Since 2006, smaller companies have cited survival as their top priority, according to the American Express OPEN Small Business Monitor. But this year’s study found small businesses primarily dealing with growth, a welcome change that could well mark the official end of the recession, American Express said. Six months ago, small businesses were faring better as a result of their streamlining, employee layoffs and other cost-cutting initiatives.

“Over the 10-year history of the Monitor, we have witnessed the true resiliency of small-business owners,” Susan Sobbott, president of American Express OPEN, said in a statement. “They streamlined operations, shifted priorities and made tough staffing choices during the recession, but they have come out the other side stronger than ever.
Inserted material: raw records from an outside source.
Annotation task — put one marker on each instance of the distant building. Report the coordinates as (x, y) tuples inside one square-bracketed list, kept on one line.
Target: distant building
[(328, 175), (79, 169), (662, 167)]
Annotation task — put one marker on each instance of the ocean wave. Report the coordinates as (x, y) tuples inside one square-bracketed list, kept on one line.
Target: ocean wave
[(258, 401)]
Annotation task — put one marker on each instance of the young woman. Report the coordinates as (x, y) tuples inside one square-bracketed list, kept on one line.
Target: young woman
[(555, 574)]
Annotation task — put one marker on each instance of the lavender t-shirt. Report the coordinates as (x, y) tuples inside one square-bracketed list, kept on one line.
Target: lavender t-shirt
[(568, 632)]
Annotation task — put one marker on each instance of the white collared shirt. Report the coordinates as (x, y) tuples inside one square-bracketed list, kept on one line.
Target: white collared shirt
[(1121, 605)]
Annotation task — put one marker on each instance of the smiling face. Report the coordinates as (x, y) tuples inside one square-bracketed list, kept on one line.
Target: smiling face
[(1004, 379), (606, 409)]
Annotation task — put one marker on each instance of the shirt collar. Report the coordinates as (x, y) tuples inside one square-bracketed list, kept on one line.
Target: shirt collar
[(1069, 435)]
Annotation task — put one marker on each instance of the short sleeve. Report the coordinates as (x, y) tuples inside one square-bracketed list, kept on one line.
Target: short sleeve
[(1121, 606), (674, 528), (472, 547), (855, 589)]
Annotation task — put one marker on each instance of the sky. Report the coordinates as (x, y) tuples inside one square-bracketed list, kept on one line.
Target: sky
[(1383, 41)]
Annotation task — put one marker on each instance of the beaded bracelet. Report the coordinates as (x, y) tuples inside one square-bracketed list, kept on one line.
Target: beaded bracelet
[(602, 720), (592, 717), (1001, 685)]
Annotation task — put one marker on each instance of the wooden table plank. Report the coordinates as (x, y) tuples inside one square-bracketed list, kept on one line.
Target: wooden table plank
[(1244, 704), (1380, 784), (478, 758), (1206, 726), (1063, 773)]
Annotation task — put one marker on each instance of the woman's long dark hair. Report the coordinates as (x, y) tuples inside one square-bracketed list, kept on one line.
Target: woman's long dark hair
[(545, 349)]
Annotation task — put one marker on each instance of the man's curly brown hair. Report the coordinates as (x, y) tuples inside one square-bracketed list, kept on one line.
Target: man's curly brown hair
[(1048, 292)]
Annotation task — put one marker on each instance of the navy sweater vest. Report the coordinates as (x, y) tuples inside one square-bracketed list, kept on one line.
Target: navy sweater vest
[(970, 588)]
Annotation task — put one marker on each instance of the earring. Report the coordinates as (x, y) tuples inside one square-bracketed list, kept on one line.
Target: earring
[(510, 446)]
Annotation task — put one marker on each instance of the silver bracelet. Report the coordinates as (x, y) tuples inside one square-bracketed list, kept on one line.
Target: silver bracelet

They are taking calculated risks, hiring at pre-recession levels, and the mindset has shifted from maintaining to growing.”

Today, about 27 percent of respondents are concerned about economic uncertainty, compared with 35 percent in fall 2010, the report found. In fact, 37 percent expect their companies will grow, and 56 percent are willing to take a financial risk to fund that expansion, according to American Express. The majority—or 65 percent—of small-business owners expect growth to be slow and steady, although 16 percent are planning for aggressive growth. However, 18 percent of those polled said they were still in survival mode.

To support their anticipated growth, 44 percent of executives will make capital investments in their businesses, up from 38 percent in the fall. One-third of these entrepreneurs will spend that money on technology such as computer hardware and software, the Monitor said. In addition to running their companies, small businesses plan to incorporate technology into their marketing plans, with 65 percent expecting to develop a company Website, 36 percent planning to use search-engine optimization and 35 percent looking to invest in social networking.

Small business’ use of social media is rapidly growing, according to BIA/Kelsey’s Local Commerce Monitor, an ongoing study of the advertising spending habits of small and midsize businesses, conducted with research partner ConStat. This year, the use of social platforms for local media and advertising will become a $23 billion digital advertising market, BIA/Kelsey predicted, eWEEK reported.

Social-media investments not only include experts proficient at Facebook, Twitter, LinkedIn and YouTube. Businesses also demand a return on investment, using an array of measurements, ranging from site traffic and number of fans to positive customer mentions and page views, according to eMarketer. The number of companies that do not track metrics fell to 6.9 percent in 2011 from 18.3 percent last year, eMarketer determined.

However, funding this growth could pose a challenge: Two-thirds of respondents were concerned about the cash-flow situation, the study said, up from 60 percent a year ago and 53 percent last fall.